I did not use the forms yet. I really want to try and hold off. The ear forms will keep them straight, but it will stick out away from his head. I'm gonna have to figure a way to yarn them together, and I'm nervous about that, due to not wanting to put to close together. 

Right now I'm just gonna hope for the best that they go up naturally. I did take some quick pics this morning, I'll post them up tonight when I get home from work. I hope his ears will be up when I get home!


----------



## georgiapeach717 (Jan 28, 2010)

i bet they will be


----------



## ch3ckpo1nt (Nov 30, 2009)

I'm gonna take some of your hope!


----------



## ch3ckpo1nt (Nov 30, 2009)

This was the pic I took this morning:










And here is a pic from lunchtime:










I came home this afternoon and the left ear was back down


----------



## Raziel (Sep 29, 2009)

Give him 2 tablespoons of cottage cheese to help his ears. (ask vet first)
It worked for me!


----------



## JakodaCD OA (May 14, 2000)

well they are looking like they want to come up)) 

My puppy ears have always gone up and stayed up by 12 weeks,,I think I'd panic if I ever get one that doesn't since I'm used to that 12 week mark LOL..

Is he teething??? That may be why they are up/down..I think if me, I'd wait one more day, if they stay up fine, if not, I'd definately use the things you bought.
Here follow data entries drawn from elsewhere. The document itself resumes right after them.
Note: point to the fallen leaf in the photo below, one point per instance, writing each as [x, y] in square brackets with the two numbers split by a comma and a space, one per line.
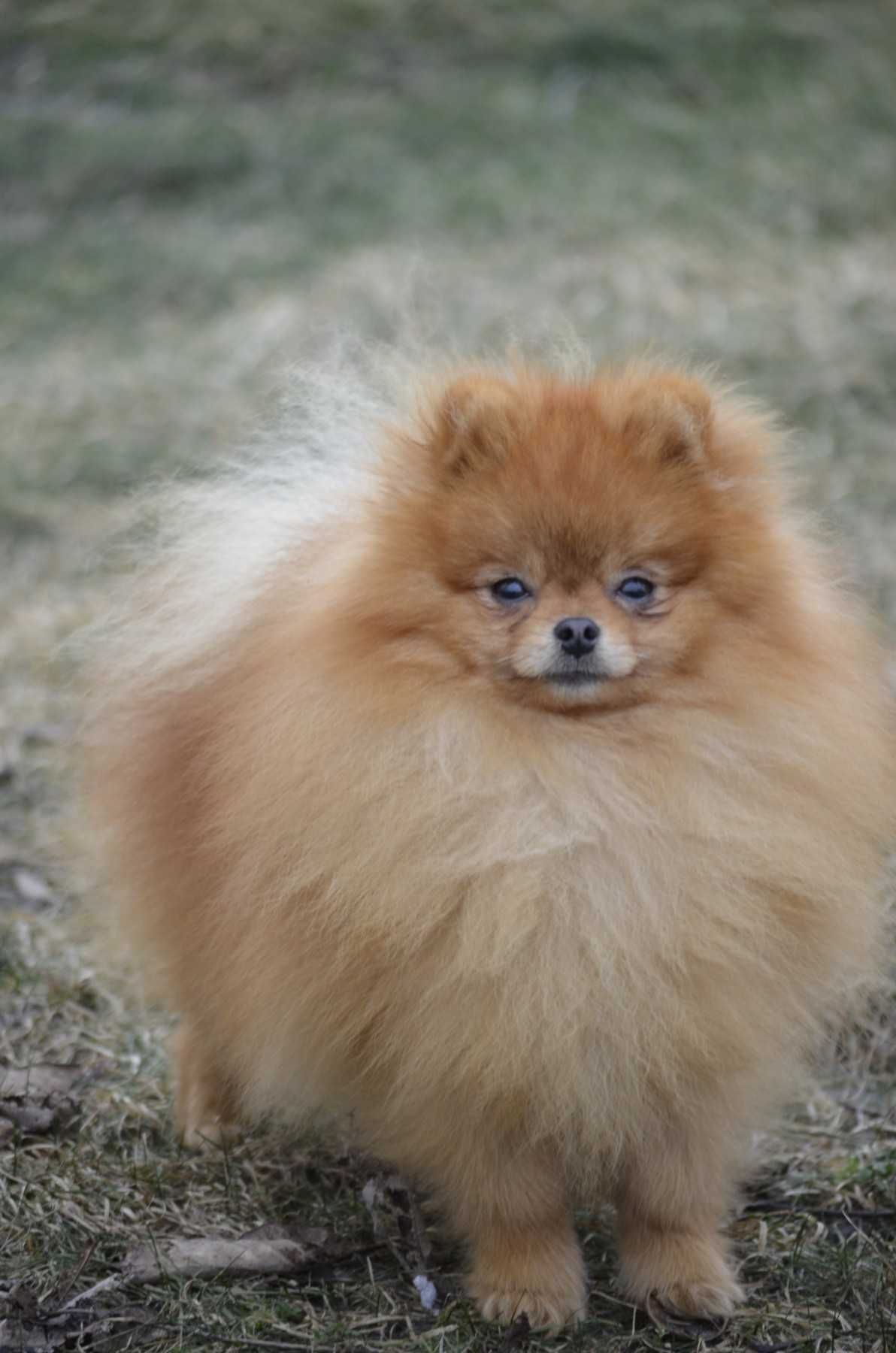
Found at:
[37, 1099]
[216, 1258]
[42, 1082]
[32, 888]
[29, 1118]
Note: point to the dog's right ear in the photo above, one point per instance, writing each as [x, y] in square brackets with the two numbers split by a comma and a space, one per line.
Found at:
[474, 424]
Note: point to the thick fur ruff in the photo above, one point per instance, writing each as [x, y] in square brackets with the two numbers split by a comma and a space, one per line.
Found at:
[539, 943]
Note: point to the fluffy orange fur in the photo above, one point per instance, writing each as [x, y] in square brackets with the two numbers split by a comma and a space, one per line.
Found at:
[547, 923]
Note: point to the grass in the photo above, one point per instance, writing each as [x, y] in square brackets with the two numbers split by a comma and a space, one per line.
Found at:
[194, 198]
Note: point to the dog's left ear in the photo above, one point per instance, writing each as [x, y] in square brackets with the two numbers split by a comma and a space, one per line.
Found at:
[688, 409]
[474, 424]
[676, 421]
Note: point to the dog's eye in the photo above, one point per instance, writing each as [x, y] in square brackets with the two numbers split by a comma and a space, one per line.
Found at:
[637, 589]
[510, 589]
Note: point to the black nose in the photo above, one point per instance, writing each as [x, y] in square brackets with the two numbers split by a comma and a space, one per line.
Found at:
[577, 635]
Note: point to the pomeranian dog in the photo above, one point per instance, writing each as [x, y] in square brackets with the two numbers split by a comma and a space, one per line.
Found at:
[522, 795]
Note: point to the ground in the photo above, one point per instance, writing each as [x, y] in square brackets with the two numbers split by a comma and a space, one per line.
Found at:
[198, 196]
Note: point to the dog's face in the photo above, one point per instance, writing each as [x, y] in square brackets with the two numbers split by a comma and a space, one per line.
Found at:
[583, 537]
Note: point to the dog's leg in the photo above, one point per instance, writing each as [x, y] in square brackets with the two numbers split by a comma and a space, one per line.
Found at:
[204, 1109]
[672, 1197]
[525, 1256]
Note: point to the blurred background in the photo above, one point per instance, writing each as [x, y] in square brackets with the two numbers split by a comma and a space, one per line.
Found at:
[198, 194]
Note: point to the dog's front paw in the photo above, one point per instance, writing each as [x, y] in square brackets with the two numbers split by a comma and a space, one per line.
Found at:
[543, 1310]
[549, 1288]
[213, 1131]
[686, 1276]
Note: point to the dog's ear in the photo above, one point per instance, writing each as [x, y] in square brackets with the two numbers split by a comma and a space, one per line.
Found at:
[474, 424]
[674, 421]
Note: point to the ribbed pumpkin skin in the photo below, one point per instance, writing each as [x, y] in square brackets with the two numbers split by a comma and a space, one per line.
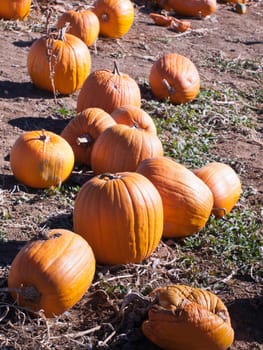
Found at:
[120, 215]
[185, 318]
[41, 159]
[83, 24]
[60, 268]
[108, 90]
[180, 73]
[122, 148]
[224, 183]
[194, 8]
[187, 201]
[15, 9]
[134, 117]
[115, 16]
[72, 66]
[88, 124]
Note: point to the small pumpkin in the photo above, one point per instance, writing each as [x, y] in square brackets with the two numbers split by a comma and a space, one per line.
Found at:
[15, 9]
[83, 130]
[41, 159]
[120, 215]
[52, 273]
[115, 16]
[187, 200]
[184, 318]
[174, 77]
[135, 117]
[59, 62]
[83, 23]
[108, 90]
[122, 148]
[224, 183]
[192, 8]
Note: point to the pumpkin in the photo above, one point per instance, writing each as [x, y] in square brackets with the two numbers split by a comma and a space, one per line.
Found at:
[52, 273]
[108, 90]
[122, 148]
[120, 215]
[84, 24]
[174, 77]
[83, 130]
[184, 318]
[15, 9]
[192, 8]
[224, 183]
[135, 117]
[59, 63]
[115, 16]
[41, 159]
[187, 200]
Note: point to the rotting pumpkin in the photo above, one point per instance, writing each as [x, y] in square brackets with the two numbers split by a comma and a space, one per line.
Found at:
[52, 273]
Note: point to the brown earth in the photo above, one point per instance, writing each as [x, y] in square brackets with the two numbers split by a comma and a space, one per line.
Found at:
[225, 35]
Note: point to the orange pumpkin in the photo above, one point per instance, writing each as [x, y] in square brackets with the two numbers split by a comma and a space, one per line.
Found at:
[53, 273]
[224, 183]
[120, 215]
[59, 63]
[84, 24]
[187, 200]
[192, 8]
[41, 159]
[184, 318]
[108, 90]
[134, 117]
[115, 16]
[122, 148]
[15, 9]
[174, 77]
[84, 129]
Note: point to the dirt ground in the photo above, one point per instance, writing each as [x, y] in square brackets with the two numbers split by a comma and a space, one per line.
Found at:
[225, 34]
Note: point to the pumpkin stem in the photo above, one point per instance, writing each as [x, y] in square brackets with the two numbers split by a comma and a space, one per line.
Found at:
[84, 139]
[116, 69]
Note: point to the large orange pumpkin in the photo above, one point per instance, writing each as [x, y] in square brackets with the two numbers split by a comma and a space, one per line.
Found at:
[120, 215]
[83, 130]
[41, 159]
[193, 8]
[59, 63]
[15, 9]
[108, 90]
[52, 273]
[186, 318]
[122, 148]
[187, 200]
[84, 24]
[115, 16]
[175, 78]
[224, 183]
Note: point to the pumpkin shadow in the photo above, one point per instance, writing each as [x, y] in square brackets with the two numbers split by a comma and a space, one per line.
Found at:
[246, 318]
[38, 123]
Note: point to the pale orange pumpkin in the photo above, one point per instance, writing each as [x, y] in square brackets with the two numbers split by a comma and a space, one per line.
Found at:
[108, 90]
[83, 130]
[175, 78]
[41, 159]
[115, 16]
[187, 318]
[83, 23]
[122, 148]
[52, 273]
[120, 215]
[187, 200]
[15, 9]
[224, 183]
[59, 63]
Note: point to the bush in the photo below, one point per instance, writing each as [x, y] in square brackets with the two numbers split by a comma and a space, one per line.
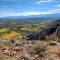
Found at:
[40, 48]
[58, 40]
[23, 58]
[53, 43]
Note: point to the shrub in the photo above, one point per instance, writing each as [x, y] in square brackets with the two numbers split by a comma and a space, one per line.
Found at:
[23, 58]
[40, 47]
[58, 40]
[53, 43]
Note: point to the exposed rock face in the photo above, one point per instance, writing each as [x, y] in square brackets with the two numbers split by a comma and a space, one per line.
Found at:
[48, 29]
[58, 32]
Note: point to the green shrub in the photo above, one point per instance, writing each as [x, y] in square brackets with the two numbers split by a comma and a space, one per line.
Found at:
[53, 43]
[40, 47]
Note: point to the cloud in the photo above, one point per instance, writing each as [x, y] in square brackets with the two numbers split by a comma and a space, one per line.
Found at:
[28, 13]
[58, 5]
[44, 1]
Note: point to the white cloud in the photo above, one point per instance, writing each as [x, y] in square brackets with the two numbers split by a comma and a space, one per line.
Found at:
[44, 1]
[29, 13]
[58, 5]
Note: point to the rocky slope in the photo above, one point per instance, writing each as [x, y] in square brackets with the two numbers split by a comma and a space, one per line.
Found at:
[49, 28]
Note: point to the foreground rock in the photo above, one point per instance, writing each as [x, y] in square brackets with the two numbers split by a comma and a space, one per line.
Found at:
[49, 28]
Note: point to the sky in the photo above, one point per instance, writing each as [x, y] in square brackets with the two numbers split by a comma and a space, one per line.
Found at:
[28, 7]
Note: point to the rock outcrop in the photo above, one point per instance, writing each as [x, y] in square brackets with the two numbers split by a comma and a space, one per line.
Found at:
[48, 29]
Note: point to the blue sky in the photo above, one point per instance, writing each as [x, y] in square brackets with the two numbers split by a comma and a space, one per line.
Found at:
[28, 7]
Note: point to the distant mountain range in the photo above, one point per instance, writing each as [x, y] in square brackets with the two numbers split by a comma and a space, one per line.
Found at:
[33, 17]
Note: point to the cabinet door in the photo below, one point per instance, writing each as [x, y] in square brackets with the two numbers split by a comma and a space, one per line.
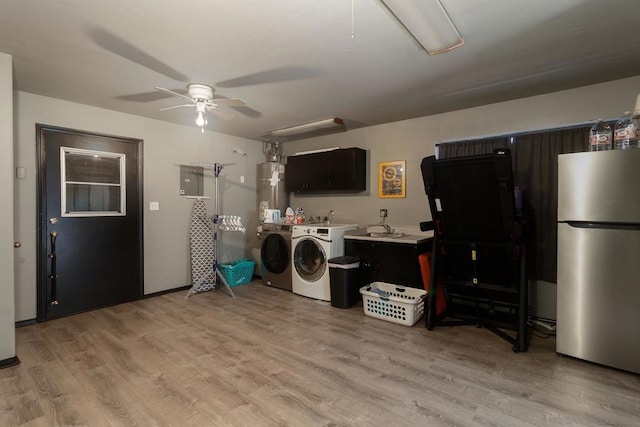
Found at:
[317, 167]
[365, 251]
[347, 170]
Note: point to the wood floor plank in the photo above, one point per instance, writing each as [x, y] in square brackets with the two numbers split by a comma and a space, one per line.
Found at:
[269, 357]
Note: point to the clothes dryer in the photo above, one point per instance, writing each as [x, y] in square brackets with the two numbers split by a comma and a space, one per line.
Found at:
[312, 247]
[275, 254]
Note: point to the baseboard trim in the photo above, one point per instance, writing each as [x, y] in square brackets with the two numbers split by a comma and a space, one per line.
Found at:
[11, 361]
[168, 291]
[27, 322]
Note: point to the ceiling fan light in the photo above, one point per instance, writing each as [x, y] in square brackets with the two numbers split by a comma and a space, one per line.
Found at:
[200, 119]
[428, 22]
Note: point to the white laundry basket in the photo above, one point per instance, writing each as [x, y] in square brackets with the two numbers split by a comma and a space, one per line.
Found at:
[394, 303]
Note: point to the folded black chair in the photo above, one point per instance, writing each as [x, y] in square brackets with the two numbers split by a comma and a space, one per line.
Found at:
[478, 246]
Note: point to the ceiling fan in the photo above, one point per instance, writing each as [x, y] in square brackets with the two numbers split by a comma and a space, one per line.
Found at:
[201, 97]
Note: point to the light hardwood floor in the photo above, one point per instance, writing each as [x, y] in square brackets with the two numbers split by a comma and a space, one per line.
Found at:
[270, 357]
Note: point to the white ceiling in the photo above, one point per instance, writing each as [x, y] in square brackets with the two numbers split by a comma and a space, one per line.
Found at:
[296, 61]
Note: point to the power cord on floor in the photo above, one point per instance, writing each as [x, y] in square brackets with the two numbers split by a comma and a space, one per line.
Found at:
[541, 327]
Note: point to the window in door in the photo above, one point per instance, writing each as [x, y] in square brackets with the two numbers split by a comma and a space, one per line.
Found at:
[92, 183]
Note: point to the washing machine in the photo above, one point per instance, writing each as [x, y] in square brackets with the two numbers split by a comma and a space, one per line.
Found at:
[312, 247]
[275, 254]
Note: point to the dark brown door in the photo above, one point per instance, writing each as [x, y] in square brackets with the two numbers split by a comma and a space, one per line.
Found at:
[90, 212]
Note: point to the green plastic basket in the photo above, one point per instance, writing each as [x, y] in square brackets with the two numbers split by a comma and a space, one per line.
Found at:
[238, 272]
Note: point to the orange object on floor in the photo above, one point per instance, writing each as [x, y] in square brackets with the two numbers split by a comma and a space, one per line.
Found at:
[425, 269]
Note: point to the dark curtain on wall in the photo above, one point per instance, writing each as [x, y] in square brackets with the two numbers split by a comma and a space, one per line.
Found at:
[471, 148]
[535, 170]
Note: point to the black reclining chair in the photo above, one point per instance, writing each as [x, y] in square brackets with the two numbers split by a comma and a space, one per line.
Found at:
[479, 246]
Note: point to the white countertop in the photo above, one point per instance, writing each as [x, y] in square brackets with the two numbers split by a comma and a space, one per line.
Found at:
[410, 235]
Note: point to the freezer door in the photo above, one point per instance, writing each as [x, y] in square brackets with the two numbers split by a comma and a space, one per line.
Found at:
[600, 186]
[598, 314]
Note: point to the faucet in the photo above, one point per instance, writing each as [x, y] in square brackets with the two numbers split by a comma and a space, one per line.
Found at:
[382, 223]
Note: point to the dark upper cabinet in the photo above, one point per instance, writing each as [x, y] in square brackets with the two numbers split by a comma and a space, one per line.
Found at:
[336, 170]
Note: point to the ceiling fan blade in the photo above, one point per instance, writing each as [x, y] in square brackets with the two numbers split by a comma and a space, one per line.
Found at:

I just wouldn't wait until 7 months, in fact I would have glued them up a month ago..

Hope they stay!!


----------



## mjbgsd (Jun 29, 2004)

> My puppy ears have always gone up and stayed up by 12 weeks,,I think I'd panic if I ever get one that doesn't since I'm used to that 12 week mark LOL..


I also am use to my dogs' ears going up early so when Akbar's ears didn't go up and stay up till he was 14ish weeks, I paniced badly, even made the breeder worry since I freaked out so much. Now I feel stupid, lol. Of course that experience was new to me since both Cody and Isa's ears went up around 8-9wks and stayed up. 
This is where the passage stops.